Businesses were spending tens of millions of won to post job notices on recruitment websites targeting random people. Job seekers, especially computer developers, relied on headhunters who sometimes had little to no knowledge on the company or the project they were hired for.

“If you think about it, the actual people (staff) we end up working with are those recommended by people inside our network. That got me thinking, ‘If we can materialize this idea into a (feasible) platform there’s got to be people who’d spend money on it,’” he explained.

So, in 2015, he founded Wanted Lab, a job recommendation platform that uses artificial intelligence.

Wanted Lab’s goal was to use technology to find the most appropriate people in the most efficient way possible. The AI-based tool they developed matches candidates with job postings.

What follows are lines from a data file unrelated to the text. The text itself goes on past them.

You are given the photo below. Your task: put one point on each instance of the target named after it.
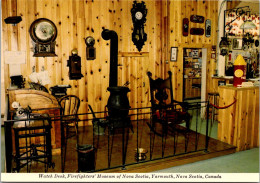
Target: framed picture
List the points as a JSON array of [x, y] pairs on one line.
[[237, 44], [213, 55], [174, 53]]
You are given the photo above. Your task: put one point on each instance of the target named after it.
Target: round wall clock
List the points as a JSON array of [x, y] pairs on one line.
[[139, 13], [43, 32]]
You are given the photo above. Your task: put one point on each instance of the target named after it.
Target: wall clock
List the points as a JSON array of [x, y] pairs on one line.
[[90, 50], [139, 13], [43, 32]]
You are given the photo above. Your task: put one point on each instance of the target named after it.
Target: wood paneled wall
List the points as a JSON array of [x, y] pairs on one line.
[[77, 19]]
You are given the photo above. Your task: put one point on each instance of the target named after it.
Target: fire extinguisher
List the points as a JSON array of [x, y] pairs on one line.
[[239, 71]]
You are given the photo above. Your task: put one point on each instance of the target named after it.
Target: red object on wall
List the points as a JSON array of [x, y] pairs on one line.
[[196, 31], [239, 71], [185, 27]]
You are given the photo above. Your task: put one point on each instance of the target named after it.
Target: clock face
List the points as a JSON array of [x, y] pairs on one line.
[[90, 41], [44, 31], [138, 15]]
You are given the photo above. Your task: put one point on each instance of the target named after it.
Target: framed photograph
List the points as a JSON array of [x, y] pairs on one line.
[[174, 53], [213, 55], [237, 44]]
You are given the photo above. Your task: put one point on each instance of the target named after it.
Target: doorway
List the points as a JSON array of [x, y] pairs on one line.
[[192, 73]]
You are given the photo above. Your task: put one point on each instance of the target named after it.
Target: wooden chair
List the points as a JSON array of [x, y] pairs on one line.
[[167, 113], [69, 105]]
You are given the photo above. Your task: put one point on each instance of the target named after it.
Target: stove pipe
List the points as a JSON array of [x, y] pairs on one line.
[[112, 35]]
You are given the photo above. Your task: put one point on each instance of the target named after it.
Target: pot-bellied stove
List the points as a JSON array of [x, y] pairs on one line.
[[118, 103]]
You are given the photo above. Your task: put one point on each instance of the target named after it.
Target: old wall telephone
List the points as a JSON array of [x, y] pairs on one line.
[[74, 64]]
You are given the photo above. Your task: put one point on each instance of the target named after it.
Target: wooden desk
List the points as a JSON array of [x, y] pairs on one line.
[[239, 124]]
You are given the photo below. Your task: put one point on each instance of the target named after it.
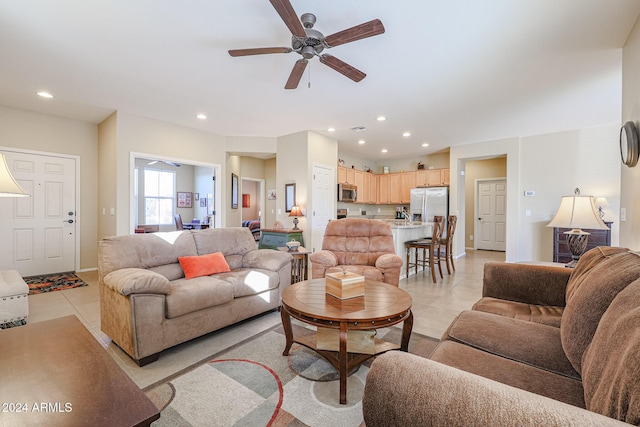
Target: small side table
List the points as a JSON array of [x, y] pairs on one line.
[[300, 264]]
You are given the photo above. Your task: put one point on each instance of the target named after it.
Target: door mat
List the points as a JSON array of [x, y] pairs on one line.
[[53, 282]]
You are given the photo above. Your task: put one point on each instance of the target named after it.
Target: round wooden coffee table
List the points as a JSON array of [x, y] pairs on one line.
[[381, 306]]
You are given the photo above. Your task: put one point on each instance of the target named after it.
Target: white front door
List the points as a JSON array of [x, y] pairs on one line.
[[39, 232], [323, 204], [491, 226]]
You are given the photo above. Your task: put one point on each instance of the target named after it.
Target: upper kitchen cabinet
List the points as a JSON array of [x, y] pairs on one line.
[[432, 177]]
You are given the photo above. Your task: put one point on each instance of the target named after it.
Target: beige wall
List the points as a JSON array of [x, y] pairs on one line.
[[47, 134], [630, 177], [479, 169]]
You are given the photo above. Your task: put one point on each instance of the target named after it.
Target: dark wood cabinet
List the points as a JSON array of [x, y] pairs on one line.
[[278, 237], [561, 252]]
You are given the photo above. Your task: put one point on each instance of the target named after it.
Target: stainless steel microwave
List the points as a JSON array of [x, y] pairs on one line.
[[347, 193]]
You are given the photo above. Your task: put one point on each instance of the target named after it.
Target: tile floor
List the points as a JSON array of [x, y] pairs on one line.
[[434, 307]]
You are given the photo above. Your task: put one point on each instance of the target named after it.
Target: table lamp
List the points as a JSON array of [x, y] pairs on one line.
[[600, 203], [295, 213], [8, 185], [577, 212]]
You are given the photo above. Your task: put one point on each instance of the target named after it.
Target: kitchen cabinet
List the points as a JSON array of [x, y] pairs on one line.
[[359, 179], [383, 188], [395, 188], [346, 175], [432, 178], [407, 182]]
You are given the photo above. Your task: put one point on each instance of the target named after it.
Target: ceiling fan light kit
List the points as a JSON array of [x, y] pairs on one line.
[[309, 42]]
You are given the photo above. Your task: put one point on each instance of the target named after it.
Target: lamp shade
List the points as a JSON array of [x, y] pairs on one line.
[[577, 212], [8, 186], [295, 211]]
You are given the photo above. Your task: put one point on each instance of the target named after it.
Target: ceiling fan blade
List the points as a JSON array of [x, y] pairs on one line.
[[342, 67], [362, 31], [296, 74], [259, 51], [288, 15]]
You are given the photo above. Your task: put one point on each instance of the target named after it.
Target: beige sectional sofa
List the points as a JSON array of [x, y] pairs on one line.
[[515, 364], [147, 304]]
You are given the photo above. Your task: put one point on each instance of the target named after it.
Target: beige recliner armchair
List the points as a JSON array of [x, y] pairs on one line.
[[362, 246]]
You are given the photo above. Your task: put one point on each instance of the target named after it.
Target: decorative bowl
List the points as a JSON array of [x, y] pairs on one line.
[[293, 245]]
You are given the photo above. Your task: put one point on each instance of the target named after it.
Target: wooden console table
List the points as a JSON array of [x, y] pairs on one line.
[[561, 252], [272, 238], [55, 373]]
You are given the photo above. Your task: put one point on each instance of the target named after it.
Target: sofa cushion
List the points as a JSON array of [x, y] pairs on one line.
[[530, 343], [543, 314], [127, 281], [369, 273], [611, 363], [233, 242], [188, 296], [600, 274], [143, 250], [203, 265], [250, 281], [509, 372], [358, 241]]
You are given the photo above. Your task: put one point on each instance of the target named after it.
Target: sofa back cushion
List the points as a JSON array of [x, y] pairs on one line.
[[599, 276], [611, 363], [358, 241], [149, 250], [233, 242]]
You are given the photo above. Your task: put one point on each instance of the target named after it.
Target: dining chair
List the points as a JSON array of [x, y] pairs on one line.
[[430, 244], [446, 244]]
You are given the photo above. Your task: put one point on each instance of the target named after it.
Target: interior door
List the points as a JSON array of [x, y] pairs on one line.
[[39, 232], [324, 205], [491, 224]]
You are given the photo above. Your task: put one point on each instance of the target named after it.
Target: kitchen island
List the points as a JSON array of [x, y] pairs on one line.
[[402, 232]]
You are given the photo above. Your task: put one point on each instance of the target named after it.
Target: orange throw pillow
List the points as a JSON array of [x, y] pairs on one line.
[[203, 265]]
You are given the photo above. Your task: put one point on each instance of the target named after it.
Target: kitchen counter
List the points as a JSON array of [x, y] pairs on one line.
[[402, 233]]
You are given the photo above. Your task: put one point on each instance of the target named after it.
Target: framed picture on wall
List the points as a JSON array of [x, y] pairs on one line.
[[184, 199], [234, 191]]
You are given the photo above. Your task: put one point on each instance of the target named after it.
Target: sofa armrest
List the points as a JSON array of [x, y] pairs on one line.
[[266, 259], [526, 283], [407, 390], [388, 261], [127, 281]]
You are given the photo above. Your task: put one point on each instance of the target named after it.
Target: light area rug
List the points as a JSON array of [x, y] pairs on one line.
[[253, 384]]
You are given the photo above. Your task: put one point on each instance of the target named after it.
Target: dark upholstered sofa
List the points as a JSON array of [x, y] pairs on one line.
[[545, 346]]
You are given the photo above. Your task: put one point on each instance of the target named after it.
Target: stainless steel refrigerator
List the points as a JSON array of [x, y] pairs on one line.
[[428, 202]]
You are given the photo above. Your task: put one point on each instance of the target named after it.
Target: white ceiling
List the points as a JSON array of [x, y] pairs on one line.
[[449, 72]]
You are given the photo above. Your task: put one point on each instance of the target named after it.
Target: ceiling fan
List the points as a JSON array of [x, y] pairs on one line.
[[308, 43]]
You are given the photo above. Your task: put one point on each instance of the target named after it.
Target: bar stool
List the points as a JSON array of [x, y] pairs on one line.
[[431, 244], [446, 244]]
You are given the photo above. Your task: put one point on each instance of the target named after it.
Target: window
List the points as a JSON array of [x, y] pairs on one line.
[[159, 192]]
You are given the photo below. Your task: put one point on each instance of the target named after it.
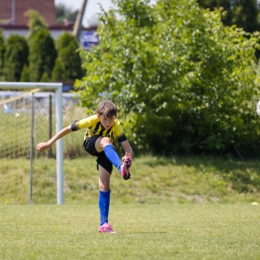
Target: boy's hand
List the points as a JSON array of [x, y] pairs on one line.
[[128, 155], [41, 147]]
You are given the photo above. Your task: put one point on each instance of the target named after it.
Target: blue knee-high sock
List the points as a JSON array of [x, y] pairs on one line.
[[112, 156], [104, 202]]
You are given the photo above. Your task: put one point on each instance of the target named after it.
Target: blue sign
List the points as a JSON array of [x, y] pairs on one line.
[[88, 39]]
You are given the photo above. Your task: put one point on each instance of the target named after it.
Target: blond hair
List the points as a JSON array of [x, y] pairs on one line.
[[107, 108]]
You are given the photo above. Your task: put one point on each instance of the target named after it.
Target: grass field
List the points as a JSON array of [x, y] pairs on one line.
[[166, 231], [172, 208]]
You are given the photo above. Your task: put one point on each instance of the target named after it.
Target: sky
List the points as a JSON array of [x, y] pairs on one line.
[[91, 9]]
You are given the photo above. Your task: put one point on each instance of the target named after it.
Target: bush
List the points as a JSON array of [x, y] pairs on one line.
[[15, 57], [42, 55]]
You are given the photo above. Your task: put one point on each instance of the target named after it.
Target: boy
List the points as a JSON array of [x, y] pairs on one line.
[[102, 130]]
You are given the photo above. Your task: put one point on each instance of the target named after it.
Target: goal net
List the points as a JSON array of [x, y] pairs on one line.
[[31, 113]]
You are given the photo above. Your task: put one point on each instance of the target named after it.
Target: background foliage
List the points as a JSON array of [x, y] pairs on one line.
[[15, 57], [186, 82]]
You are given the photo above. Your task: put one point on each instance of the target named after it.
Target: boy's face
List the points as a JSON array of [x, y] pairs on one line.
[[107, 122]]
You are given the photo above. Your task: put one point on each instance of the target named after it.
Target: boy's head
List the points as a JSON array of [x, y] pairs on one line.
[[107, 109]]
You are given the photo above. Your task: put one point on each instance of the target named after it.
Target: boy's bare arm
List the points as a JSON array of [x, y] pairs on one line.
[[127, 147], [41, 147]]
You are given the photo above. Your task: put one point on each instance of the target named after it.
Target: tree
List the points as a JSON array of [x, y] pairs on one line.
[[242, 13], [68, 63], [42, 55], [184, 81], [65, 14], [2, 51], [15, 57], [35, 24]]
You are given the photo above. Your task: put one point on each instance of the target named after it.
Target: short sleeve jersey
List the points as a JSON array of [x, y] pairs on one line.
[[94, 127]]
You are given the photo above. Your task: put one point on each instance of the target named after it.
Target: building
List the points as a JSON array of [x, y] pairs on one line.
[[13, 21], [13, 11]]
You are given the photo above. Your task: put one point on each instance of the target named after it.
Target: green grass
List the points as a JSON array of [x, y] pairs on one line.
[[166, 231], [176, 180]]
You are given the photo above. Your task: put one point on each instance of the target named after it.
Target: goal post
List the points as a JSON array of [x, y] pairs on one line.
[[58, 107]]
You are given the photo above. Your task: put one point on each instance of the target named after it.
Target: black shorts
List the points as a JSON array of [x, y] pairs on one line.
[[89, 146]]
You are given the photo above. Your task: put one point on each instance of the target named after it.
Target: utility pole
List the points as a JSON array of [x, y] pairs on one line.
[[78, 23]]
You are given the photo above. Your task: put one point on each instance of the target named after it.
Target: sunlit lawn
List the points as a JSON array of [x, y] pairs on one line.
[[159, 231]]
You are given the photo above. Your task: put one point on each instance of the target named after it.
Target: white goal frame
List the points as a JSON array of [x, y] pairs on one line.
[[59, 145]]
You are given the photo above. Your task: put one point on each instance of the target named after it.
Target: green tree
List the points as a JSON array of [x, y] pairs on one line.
[[184, 81], [35, 24], [2, 51], [25, 75], [68, 62], [15, 57], [65, 14], [242, 13], [42, 55]]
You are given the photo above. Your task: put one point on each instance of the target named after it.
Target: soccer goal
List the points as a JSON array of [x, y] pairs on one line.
[[20, 108]]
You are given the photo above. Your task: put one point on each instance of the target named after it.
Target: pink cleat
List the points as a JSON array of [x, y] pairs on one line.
[[127, 162], [106, 228]]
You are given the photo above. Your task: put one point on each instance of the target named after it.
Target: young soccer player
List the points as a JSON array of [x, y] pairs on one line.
[[103, 129]]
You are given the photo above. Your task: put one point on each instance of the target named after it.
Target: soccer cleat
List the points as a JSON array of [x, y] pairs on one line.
[[127, 162], [106, 228]]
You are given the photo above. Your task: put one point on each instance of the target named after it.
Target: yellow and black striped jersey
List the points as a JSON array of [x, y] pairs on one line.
[[94, 127]]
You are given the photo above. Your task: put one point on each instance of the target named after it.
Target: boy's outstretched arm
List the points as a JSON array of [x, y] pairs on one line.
[[41, 147], [127, 147]]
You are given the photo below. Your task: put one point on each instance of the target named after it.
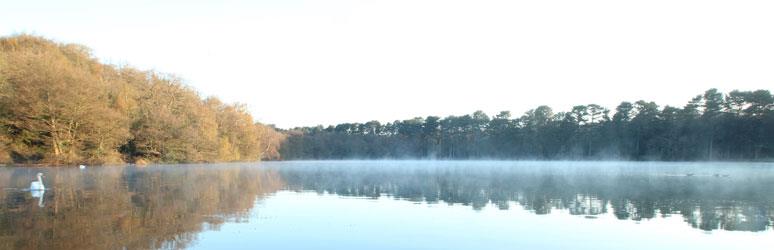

The system also utilizes the old-fashioned “human network,” giving financial incentives to members when someone they recommend gets hired for the job.

With the popularity of professional networking services such as LinkedIn, more local job seekers and companies started looking for new ways of recruiting and hiring.

In its early stages, Wanted Lab had a very small pool of users -- 1,000 job seekers and 30 corporate members. Six years later, as of September, the platform boasts 2.2 million job seekers and some 10,000 firms.

The COVID-19 pandemic was an unexpected boon for the firm, as it accelerated the speed of change in the local hiring culture, Lee said. 

Many Korean conglomerates are starting to change from massive, annual “open recruitments” to small-scale hiring on demand, to avoid infection risks that comes with written tests and group interviews conducted en masse. According to the Korea Research Institute, the number of companies willing to hire people on demand grew by 11 percent from last year to 63.6 percent.

“I think the ‘hiring philosophy’ at companies are gradually changing. In the past, HR managers thought they can cultivate talent in-house with education and training. Companies are starting to realize that system is no longer suitable in a rapidly changing world we live in now,” he explained.

Wanted Lab’s performance this year reflected this change in the job market.

The firm’s second-quarter operating profit jumped 381 percent from the previous quarter to reach 2 billion won. It also saw the number of job notices and number of people hired through the platform grow -- 2.7 times and 2.4 times, respectively -- from the previous year. 

CEO of Wanted Lab, Lee Bok-kee (Park Hyun-koo/The Korea Herald)

The company went public on Aug. 11 on the tech-loaded Kosdaq market. It was a rare achievement for a firm as young as Wanted, as it usually takes around 10-12 years on average for a startup to debut on the stock market.

With its successful IPO, their next goal is to expand overseas, Lee said.

The company is focusing on Japan, the largest job market in Asia. While the company is drawing interest from tech companies like Rakuten and Softbank, the biggest challenge is how to overcome Japan’s deeply rooted and outdated hiring customs, the CEO said.

“(The biggest challenge) in Japan is the ‘analogue’ hiring culture that still exists today. There are a lot of companies there that still require candidates to submit handwritten resumes by post even though they are big enough to be listed on the stock market. Our homework is finding a way to convince these conservative audiences (in Japan) to use our platform,” he said.

Lee also looks to add more services to develop Wanted into a platform for lifelong career management. As part of such efforts, the firm opened “Wanted+,” a content platform that provides video lectures and offline events on career development, and “Wanted Gigs,” a job searching platform for freelance workers.

“Wanted Lab is very interested in making people’s career journey happy. In order to do that, we need to help people build their career and network with others. Sometimes they need motivation, at other times they need rest to prevent a burnout. We are trying to utilize our big data to provide other solutions that can help people develop their career in the long run,” said Lee, explaining the company’s long-term vision.

“When I decided to start my own businesses, my goal was to solve about three important problems in the world. I wanted to do something good, something that can make people around me happy. Now as I look back, I see myself coming closer to fulfilling that goal.”